I'm building an application that uses thrussh to run an SSH server. The function in thrussh to run the server takes a parameter, addr, to listen on, as &str:
I need to be able to configure the address at runtime, for example to "0.0.0.0:2222" or "127.0.0.1:22", but when I try to spawn this in a tokio thread I get hit with the borrow checker:
let addr = format!("{}:{}", config.bind_address, config.bind_port);
-----
error[E0597]: `addr` does not live long enough
--> src/ssh.rs:175:47
|
175 | tokio::spawn(thrussh::server::run(config, &addr, sh));
| -----------------------------^^^^^-----
| | |
| | borrowed value does not live long enough
| argument requires that `addr` is borrowed for `'static`
176 | }
| - `addr` dropped here while still borrowed
Is there a way to pass an &str, or is Box::leak the only option here?
spawn takes ownership of everything so you cannot really pass borrowed stuff to it.
Consider executing from Runtime directly via block_on
Or use LocalSet's block_on (but it needs reference to runtime)
Assuming you have the value in a variable addr: String[1] and don’t need it anymore after the call to spawn, you should be able to do something like tokio::spawn(async move { thrussh::server::run(config, &addr, sh).await })
If this thrussh::server::run call is really your entry point to anything async, then the approach to use Runtime::block_on manually – as @DoumanAsh suggested above – is reasonable, too.
By using await inside the block passed to tokio::spawn, you "block" (advance, in fact) only the spawned future itself.

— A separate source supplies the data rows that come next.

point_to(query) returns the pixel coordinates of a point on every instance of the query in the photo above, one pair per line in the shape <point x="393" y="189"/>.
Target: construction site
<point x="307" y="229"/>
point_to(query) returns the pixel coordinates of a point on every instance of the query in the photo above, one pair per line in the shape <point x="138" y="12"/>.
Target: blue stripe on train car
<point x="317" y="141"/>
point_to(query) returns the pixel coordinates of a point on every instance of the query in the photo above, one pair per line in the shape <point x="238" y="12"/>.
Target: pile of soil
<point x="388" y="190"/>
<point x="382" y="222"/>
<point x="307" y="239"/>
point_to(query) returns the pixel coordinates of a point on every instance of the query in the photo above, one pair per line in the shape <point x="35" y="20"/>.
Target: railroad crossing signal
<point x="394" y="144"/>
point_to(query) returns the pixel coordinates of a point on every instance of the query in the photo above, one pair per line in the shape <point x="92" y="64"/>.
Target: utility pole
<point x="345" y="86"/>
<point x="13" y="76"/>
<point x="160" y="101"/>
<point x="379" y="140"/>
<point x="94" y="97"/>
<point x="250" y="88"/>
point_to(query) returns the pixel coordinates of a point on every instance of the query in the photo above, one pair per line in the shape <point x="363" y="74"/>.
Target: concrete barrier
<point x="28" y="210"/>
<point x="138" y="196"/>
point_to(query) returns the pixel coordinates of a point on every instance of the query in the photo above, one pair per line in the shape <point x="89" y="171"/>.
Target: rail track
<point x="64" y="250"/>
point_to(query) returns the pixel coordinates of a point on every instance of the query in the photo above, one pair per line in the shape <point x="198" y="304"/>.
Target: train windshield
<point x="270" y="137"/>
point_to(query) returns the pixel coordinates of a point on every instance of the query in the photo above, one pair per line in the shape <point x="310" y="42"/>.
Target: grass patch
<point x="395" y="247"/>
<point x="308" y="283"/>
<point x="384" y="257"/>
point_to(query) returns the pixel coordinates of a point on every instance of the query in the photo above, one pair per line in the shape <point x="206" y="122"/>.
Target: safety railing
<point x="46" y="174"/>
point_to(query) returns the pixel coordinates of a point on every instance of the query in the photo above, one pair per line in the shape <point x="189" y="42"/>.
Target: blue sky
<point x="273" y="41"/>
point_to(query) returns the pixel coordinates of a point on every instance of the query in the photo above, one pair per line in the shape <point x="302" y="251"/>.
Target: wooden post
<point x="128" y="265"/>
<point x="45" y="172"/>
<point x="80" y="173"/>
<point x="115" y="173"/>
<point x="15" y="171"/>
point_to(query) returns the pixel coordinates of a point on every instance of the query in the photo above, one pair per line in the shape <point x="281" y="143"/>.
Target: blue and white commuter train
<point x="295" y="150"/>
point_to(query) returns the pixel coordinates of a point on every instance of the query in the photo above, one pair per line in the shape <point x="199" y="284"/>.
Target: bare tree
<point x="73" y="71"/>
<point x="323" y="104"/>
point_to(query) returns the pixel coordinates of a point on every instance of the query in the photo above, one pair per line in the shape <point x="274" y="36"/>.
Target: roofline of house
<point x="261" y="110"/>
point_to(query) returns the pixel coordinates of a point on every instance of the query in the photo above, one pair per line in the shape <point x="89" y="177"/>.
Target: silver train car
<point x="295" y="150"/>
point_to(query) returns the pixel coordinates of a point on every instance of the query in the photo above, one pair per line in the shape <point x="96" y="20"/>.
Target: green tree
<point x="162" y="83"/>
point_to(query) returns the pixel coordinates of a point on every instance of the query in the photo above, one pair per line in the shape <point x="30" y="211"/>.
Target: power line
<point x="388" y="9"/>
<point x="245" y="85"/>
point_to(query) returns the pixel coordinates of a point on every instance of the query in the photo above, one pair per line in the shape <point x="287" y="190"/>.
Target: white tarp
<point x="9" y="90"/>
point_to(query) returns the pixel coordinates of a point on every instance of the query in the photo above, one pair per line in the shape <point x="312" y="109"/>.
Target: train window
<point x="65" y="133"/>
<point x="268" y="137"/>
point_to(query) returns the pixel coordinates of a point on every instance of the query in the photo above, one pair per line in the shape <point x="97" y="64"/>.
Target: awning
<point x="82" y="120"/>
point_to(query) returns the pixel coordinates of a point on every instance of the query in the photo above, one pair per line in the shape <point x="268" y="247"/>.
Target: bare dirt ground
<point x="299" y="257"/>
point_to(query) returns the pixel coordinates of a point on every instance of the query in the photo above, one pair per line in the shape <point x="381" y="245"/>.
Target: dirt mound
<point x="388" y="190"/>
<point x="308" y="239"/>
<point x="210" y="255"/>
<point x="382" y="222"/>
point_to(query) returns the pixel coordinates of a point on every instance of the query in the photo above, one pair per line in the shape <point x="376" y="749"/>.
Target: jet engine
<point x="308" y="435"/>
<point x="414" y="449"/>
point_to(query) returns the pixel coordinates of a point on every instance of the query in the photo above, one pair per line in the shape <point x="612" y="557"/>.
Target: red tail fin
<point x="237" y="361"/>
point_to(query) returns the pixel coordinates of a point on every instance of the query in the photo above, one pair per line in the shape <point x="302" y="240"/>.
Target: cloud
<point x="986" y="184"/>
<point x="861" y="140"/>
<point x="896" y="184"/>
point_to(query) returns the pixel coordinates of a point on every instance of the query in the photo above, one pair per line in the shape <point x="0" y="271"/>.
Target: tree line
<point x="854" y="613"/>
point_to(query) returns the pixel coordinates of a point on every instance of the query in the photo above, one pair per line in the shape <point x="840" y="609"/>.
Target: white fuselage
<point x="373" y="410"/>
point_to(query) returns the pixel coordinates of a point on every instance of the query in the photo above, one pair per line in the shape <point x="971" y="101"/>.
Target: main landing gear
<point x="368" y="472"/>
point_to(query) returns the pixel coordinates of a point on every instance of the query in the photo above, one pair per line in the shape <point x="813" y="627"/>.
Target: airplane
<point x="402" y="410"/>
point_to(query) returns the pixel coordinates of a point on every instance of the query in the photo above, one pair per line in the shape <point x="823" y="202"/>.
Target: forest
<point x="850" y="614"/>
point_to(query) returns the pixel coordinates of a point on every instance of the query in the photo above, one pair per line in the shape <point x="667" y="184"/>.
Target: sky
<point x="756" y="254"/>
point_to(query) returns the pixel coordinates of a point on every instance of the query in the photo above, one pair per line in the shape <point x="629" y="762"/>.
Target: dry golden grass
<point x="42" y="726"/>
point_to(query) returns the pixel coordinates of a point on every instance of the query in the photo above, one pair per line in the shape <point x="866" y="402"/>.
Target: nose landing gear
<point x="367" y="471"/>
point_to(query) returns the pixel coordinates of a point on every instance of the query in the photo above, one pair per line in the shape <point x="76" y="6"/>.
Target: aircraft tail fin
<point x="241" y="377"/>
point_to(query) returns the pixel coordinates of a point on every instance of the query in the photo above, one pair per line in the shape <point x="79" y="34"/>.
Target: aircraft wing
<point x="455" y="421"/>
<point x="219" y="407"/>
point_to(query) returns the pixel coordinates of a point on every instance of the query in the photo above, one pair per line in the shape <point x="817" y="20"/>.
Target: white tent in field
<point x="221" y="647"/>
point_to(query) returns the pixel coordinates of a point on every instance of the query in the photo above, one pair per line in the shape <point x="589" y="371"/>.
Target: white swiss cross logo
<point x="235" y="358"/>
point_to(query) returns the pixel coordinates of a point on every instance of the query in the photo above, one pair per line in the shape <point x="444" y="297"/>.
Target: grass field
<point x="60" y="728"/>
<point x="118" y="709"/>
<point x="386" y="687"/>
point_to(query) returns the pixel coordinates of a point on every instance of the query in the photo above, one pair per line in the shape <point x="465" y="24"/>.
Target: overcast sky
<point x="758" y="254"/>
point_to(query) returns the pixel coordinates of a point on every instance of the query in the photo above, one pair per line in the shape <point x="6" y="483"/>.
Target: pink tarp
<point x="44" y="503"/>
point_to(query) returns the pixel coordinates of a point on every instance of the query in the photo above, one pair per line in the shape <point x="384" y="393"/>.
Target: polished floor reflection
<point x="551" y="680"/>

The code which called spawn will continue as usual.
@steev For context, think of an async { } block as something very similar to a closure. It, too, captures variables, and creates some object that can be “called” [1], and the contained code is not executed immediately. (They even both have support for the move keyword in order to capture all variables by move.) Just a closure creates an Fn/FnMut/FnOnce, while an async block creates a Future.